Adidas Aktie: Analysten bremsen
Zwei Jahre lang schien bei Adidas unter CEO Bjørn Gulden fast alles zu laufen. Doch zum Wochenstart zeigt sich: Die Euphorie hat Risse bekommen. Nach einer Doppel-Abstufung durch RBC und Goldman Sachs rutschte die Aktie am Freitag auf ein 52-Wochen-Tief. Die zentrale Frage: Können Großereignisse wie die Fußball-WM 2026 die schwächelnde Dynamik in den Kernmärkten wirklich auffangen?
Die wichtigsten Fakten:
- RBC senkt Kursziel von 190 auf 160 Euro, stuft auf "Sector Perform" ab
- Goldman Sachs reduziert Ziel von 210 auf 180 Euro bei "Neutral"
- Schlusskurs Freitag: 143,75 Euro (-5,71 %) – Jahrestief erreicht
- Analystenkonsens für 2026: Nur noch 7 % statt 11 % Umsatzwachstum erwartet
Zweifache Absage aus der Analystenriege
RBC Capital Markets hat dem Sportartikelhersteller die Gefolgschaft aufgekündigt.
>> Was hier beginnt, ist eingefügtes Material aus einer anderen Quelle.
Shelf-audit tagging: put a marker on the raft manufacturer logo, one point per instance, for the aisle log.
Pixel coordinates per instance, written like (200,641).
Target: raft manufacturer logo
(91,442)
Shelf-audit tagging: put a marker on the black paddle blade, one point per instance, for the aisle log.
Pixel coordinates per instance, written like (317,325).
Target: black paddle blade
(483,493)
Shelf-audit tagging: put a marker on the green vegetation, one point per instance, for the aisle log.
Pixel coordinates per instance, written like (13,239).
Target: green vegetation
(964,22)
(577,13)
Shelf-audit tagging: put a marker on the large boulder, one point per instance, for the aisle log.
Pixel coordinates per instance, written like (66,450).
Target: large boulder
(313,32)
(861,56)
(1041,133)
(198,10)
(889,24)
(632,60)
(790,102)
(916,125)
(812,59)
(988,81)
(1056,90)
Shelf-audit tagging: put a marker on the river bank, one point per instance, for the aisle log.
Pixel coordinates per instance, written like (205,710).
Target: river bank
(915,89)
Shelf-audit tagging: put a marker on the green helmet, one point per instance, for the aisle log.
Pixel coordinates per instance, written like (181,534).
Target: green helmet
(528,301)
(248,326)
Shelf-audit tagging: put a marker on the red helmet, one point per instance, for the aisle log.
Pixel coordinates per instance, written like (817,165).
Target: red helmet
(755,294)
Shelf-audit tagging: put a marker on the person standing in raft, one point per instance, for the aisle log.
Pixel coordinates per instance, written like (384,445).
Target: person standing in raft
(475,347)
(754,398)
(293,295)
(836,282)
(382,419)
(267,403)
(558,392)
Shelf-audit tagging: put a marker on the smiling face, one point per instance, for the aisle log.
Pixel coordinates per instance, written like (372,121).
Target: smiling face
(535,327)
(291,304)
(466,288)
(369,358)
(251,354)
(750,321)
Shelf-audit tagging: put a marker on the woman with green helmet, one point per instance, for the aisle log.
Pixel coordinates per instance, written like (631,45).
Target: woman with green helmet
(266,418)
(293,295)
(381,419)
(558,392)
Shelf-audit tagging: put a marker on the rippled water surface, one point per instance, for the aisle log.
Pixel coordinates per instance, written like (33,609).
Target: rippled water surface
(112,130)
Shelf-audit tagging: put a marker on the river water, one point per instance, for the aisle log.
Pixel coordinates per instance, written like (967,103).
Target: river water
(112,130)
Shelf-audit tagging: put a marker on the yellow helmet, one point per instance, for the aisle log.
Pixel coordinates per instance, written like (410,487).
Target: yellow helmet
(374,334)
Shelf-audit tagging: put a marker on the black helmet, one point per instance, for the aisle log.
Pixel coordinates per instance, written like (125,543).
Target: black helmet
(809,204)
Die Analysten streichen ihr positives Votum und verweisen auf einen "ausgereiften Markenzyklus". Konkret: Nach den starken Zuwächsen der vergangenen Quartale erwarten sie für 2026 deutlich moderateres Wachstum. Statt der bislang vom Markt erhofften 11 Prozent organisches Umsatzplus kalkuliert RBC nur noch mit 7 Prozent.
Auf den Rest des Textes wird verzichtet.